24 found guilty in Gulbarg case
More than 14 years later, a special trial court here on Thursday convicted 24 persons in the 2002 Gulbarg Society massacre case. Eleven of them were convicted of murder and the rest of arson and rioting, among other charges.
A total of 69 people, including a former parliamentarian, were killed in this post-Godhra communal riot in Gujarat.
The court dropped the conspiracy charge due to lack of evidence. The trial court, however, acquitted 36 accused, including local BJP leader Bipin Patel and former police inspector K.G. Erda, giving them the benefit of the doubt.
Prominent among the convicts is Atul Vaidya, a local VHP leader, who has been found guilty of arson and rioting but not murder.

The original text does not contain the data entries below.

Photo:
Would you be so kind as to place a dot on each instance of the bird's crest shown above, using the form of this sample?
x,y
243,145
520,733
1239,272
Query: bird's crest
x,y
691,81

Trial court judge P.B. Desai, the fourth judge in the protracted trial that had started in 2009, will pronounce the quantum of sentence on June 6.
“We will seek the capital punishment for 11 accused because the offence is barbaric and urge the court to consider it as the rarest of the rare case; 10-12 years’ jail sentence will be sought for 13 others, who have been found guilty of lesser offences,” Special Public Prosecutor R.C. Kodekar said after the verdict was delivered.

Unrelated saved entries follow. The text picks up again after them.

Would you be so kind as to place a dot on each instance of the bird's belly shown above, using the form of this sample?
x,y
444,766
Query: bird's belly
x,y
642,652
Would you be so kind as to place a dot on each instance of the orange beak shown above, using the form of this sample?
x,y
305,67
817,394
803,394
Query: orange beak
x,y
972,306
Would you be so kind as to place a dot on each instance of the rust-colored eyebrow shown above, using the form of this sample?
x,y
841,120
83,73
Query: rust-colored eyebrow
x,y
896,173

This is the eighth of the nine cases the Supreme Court-appointed SIT had probed, and the trial was monitored by the apex court. The trial saw many twists and turns and controversies from the beginning, prompting the apex court to stay proceedings along with other most crucial cases after the National Human Rights Commission (NHRC) and Citizens for Justice and Peace (CJP) filed a petition challenging the investigation by the Gujarat police.
In 2008, the apex court constituted an SIT to reinvestigate the nine cases, and special designated courts were set up for trial.
‘Incomplete justice’
Reacting to the verdict, Zakia Jafri, whose husband and former Congress MP Ehsan Jafri was among the massacred, said she would continue to fight for justice as many accused had been acquitted.
“I am happy to see 24 have been found guilty but at the same time, 36 have been let off; so it is incomplete justice,” she said.
As soon as the judge started reading his verdict in the overcrowded courtroom, relatives of victims and acquitted erupted in celebrations.
The court complex was turned into a fortress due to heavy police deployment. Hundreds of relatives of victims and accused had gathered to hear the verdict.
The court completed the trial in September 2015 but was restrained by the apex court from pronouncing its verdict. Subsequently, the apex court directed the trial court to pass the verdict by May 31.
A total of 338 witnesses were examined by the court during the trial, which began almost seven years after the gruesome massacre was carried out.